COVID-19 edicts drawing increased cynicism

Tuesday, August 4, 2020
Michael F. Haverluck (

Coronavirus protection

As doctors, politicians, judges and the mainstream media continue to deliver alarmingly inconsistent advice and precautions during the coronavirus pandemic, there is a growing cynicism and refusal to follow so-called "safety" edicts.

Catholic League for Religious and Civil Rights president Bill Donohue argues that political bias and wavering laws during the pandemic have warranted American citizens' cynicism about following COVID-19 recommendations and regulations.

Not your usual pandemic

Donohue maintains that even though the general public should ideally follow medical experts' precautionary guidelines amidst a pandemic, today's growing skepticism of health professionals and government officials' safety advice is predictable – given the obvious nature of the political motivation behind warnings, laws and inaccurate statistics that have often been recognized as scare tactics and alarmism.

The League's spokesman made his case and point when referring to President Donald Trump's rally on July 29 in Midland, Texas, where most attending practiced social distancing. Critiquing the event, Dr. William Schaffner – a professor at Vanderbilt University School of Medicine – was angered at the few who did not heed experts' advice and he resorted to name-calling, depicting them as "dumb."

"Why are they in that large group?" Schnaffer asked about the several unmasked attendees, according to the Catholic League. "They shouldn't be gathering in groups."

Cornell University professor William A. Jacobson was then cited as giving "a more rational response" to growing skepticism and refusal to abide by coronavirus guidelines and lockdowns.

"The riots have ripped the mask off the mainstream media-politicized coronavirus hysteria," Donohue quoted Jacobson. "When it was politically convenient, the media shamed and attacked people who wanted to reopen their stores – or even gather at the beach. Now that rioters and looters are gathering in large numbers, the media no longer cares about social distancing – because the media sympathizes with them."

The Catholic League leader went on to slam the Garden State's top Democratic authority.

"Politicians also sympathize with the protesters, [as] New Jersey Governor Phil Murphy was unhappy with store owners for protesting his shutdown decree; however he said it was entirely legitimate to protest racism, [saying], 'it's one thing to protest what day nail salons are opening, and it's another to come out in peaceful protest,'" Donohue recalled in a press release. "In other words, if he likes the cause of the protest, people can take to the streets without following social distancing guidelines."

Operation church shutdown

Mayor Bill de Blasio (D-New York City) was also criticized for targeting religious gatherings with strict COVID lockdown rules while giving protesters and rioters the right to ignore social distancing guidelines – unequal treatment for which he was questioned … before giving this response:

"We're in the middle of a national crisis – a deep-seated national crisis," de Blasio replied in an attempt to justify his discriminatory regulations. "There is no comparison."

Donohue more candidly summed up the mayor's reasoning.

"Again, it is not mass gatherings that matter – it is what the masses are gathering for that matters," he clarified.

De Blasio was also asked if he believed the street protests had anything to do with the spike in COVID-19 cases. "I would be surprised if that's what's causing it," he answered.

According to Donohue, the mayor's treatment in favor of the radical left and against the religious right was further highlighted.

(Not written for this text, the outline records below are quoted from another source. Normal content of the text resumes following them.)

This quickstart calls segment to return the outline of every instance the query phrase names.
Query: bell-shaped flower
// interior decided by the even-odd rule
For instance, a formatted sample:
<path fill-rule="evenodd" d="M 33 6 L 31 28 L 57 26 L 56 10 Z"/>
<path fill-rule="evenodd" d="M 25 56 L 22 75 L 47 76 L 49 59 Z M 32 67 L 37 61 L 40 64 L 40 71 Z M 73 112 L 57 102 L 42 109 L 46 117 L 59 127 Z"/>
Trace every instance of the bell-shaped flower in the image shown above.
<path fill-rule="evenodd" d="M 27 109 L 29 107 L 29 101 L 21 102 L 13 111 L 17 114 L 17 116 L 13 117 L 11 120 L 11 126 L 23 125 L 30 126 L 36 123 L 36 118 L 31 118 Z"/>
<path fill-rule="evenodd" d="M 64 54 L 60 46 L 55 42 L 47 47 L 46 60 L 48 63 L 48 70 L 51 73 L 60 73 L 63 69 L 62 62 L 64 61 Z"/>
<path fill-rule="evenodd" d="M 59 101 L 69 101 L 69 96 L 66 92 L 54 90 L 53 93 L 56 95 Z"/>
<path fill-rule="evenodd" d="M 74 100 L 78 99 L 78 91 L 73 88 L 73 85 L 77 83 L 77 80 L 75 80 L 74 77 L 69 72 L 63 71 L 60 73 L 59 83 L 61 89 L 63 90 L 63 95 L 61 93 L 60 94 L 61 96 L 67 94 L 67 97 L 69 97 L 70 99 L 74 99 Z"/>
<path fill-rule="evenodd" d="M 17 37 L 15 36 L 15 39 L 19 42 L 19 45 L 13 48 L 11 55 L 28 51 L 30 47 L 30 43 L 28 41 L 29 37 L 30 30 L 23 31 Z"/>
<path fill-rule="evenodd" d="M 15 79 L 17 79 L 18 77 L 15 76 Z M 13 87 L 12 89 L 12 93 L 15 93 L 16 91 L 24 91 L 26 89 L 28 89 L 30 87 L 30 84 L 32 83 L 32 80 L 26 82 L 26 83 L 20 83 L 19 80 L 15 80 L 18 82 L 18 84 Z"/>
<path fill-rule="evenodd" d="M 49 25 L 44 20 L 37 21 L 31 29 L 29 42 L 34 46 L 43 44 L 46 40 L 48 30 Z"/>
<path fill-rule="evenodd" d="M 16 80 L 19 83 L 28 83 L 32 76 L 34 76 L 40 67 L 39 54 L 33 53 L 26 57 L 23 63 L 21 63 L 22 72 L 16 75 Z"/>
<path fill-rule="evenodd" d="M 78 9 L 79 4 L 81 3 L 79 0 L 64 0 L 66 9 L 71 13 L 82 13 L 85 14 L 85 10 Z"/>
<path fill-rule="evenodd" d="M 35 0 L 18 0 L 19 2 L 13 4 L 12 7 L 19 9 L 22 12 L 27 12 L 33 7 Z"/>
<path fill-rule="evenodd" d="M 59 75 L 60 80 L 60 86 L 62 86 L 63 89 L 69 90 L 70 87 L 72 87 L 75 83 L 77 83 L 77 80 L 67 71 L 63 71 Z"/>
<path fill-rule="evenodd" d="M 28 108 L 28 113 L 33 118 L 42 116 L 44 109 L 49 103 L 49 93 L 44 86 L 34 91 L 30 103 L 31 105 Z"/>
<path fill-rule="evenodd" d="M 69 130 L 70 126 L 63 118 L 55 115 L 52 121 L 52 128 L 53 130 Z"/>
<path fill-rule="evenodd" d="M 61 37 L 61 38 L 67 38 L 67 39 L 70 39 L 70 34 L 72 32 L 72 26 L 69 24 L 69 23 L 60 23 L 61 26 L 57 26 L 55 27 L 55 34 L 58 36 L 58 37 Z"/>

"[H]e instructed the contact-tracing task force not to ask those who tested positive for the virus if they recently attended a Black Lives Matter protest, but it was okay to ask if someone recently attended a church service," Donohue pointed out.

The U.S. Supreme Court was also called out for its duplicity by its own Justice Neil Gorsuch, who criticized the highest court for ruling that it is fine to permit crowds to gamble in casinos, but not for Christians to worship in churches.

"[T]here is no world in which the Constitution permits Nevada to favor Caesars Palace over Calvary Chapel," Gorsuch wrote in a recent dissent.

A similar bias was witnessed in the mainstream media, Donohue added.

"No one likes this outcome better than New York Times legal correspondent Linda Greenhouse, [who] loved the Supreme Court 5-4 decision – going into a fury over the dissenters," Donohue contended. "She accused them of engaging in a 'religious crusade' – decrying what she said was 'the ferocity of the main dissenting opinion.'"

He concludes by suggesting that based on Greenhouse's commentary, it's clear she would "not raise an eyebrow" if the churches were ordered to shut down indefinitely.